Three days later she called me to make our first sexual assignation. Her lover, the man whose mistress she was, was a banker, a wealthy banker. But he also had some kind of hush-hush function or other, that I never clearly understood, with the Government. Her lover: I guess I
must
call him that: he paid her bills and apartment:
I
certainly didn’t:
I
was more or less
her
“mister”, since it was she who spent money on me—at least when she cooked for me:—Anyway, her lover would pass on to her bits of sometimes important Government information for her to use to aid herself, and she would in turn pass these on to me. Like that thing about de Gaulle’s attack on the dollar. She knew a lot of what went on.

But it was more than that. There was something about her, something hard and cold-blooded and sharply French, in that hard-hearted, no-nonsense, tough-minded French way, that seemed to make her know beforehand what France and the French were going to do at any given period or moment. And she could predict them.
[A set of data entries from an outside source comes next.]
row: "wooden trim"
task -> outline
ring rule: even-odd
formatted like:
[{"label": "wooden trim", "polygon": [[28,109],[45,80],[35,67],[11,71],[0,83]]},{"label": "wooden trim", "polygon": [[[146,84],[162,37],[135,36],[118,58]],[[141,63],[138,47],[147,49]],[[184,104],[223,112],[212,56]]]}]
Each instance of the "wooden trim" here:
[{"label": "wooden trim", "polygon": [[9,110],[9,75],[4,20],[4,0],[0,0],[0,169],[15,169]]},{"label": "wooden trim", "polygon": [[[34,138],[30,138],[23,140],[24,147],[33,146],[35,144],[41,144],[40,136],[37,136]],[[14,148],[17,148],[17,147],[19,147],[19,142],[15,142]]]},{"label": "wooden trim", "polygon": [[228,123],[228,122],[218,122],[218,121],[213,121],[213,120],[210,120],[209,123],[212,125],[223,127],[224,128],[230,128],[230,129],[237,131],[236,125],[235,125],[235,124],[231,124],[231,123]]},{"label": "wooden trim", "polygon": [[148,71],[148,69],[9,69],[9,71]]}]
I’ve always felt that maybe her life she had lived accounted for this strange predictive quality she had about the French. She had had an oddly comic if, for her, not very happy life and set of experiences in her 32 years.

I think I would have called it laughable, if it were someone else than Martine, somebody I didn’t know. She had come from a small town in the South. It’s hard to believe how primitive and backward and set in their ways most of those towns can be. Her people were
petits commerçants,
and at 16 her parents had farmed her out as mistress to one of the local richies. This was natural enough, as she was their only beautiful child. But this young man, a spoiled brat apparently, had treated her badly. So she had secretly saved everything he gave her, trading presents in for cash at another town nearby, and swiped a bit more from her folks until she had enough to cut and run for Paris. This had taken her three years. In Paris she had modeled a little, drifted into the boutique world, first as receptionist, then as head saleswoman, then into the managerial side, and there she met the man who became her first official Paris lover and took her officially as his mistress. He too had been a rich banker, and in fact was a good friend of her present banker. With him, the first banker, she had done very well. Unfortunately, five years ago he had died of a heart attack quite suddenly.

He had never put her apartment in her own name. Hardly any of them ever did, she told me. It made it too expensive to change mistresses. The result was that the man’s family, with their lawyers, but led by the wife, had moved in immediately and locked her out of her apartment. Everything she owned in the world except the clothes on her back was in it: all her expensive outfits: her jewelry he had given her: her shoes: make-up: everything. His wife, the widow, through her lawyers, claimed it all, and the courts awarded it all to her.

Martine did not seem to feel that there was anything personally vindictive in the widow’s action, but rather that it was a normal piece of hard-headed French business. In the wife’s place, she would have done the same.